# Snuggle in her new bed.



## Star's Mama (Aug 15, 2012)

Glad someone likes her new bed! But still prefers snuggle with daddy when he's using the blanket.


----------



## Missygal (May 19, 2011)

Is that from Petsmart?


Sent from my iPhone using Petguide.com App


----------



## Star's Mama (Aug 15, 2012)

Missygal said:


> Is that from Petsmart?
> 
> 
> Sent from my iPhone using Petguide.com App


Petco. Exact fabric that Star likes too not too fuzzy or thick.


----------



## Star's Mama (Aug 15, 2012)

I'm so not moving.

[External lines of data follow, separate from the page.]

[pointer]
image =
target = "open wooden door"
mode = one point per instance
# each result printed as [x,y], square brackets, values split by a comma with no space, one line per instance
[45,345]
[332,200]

Sissy gave me her blanket too (which is my favorite)


----------



## KrystalLeigh (Aug 17, 2011)

Chi cave!! 


Sent from my iPhone using PG Free


----------



## ~LS~ (Oct 29, 2011)

Simply precious! She's just so pretty, awww!
I love that bed too, very nice.


----------



## Chica n Ella (Jul 23, 2012)

Aww, comfy cute girl! So sweet!


----------



## TLI (Sep 3, 2008)

What a sweet, snuggly baby.


----------



## missydawn (May 29, 2012)

Oh thats so precious!!!


----------



## Jmanderson675 (Nov 28, 2012)

LOVE IT!!!


Sent from my iPhone using Petguide.com Free App


----------



## lulu'smom (Jan 4, 2012)

Love the bed! She looks snug as a bug in the bed and blanket. We say our sherpa blankets have narcotic qualities. Hehe!


----------



## elaina (Jul 1, 2008)

awww. that second pic with the blankie is just too cute for words!!!


----------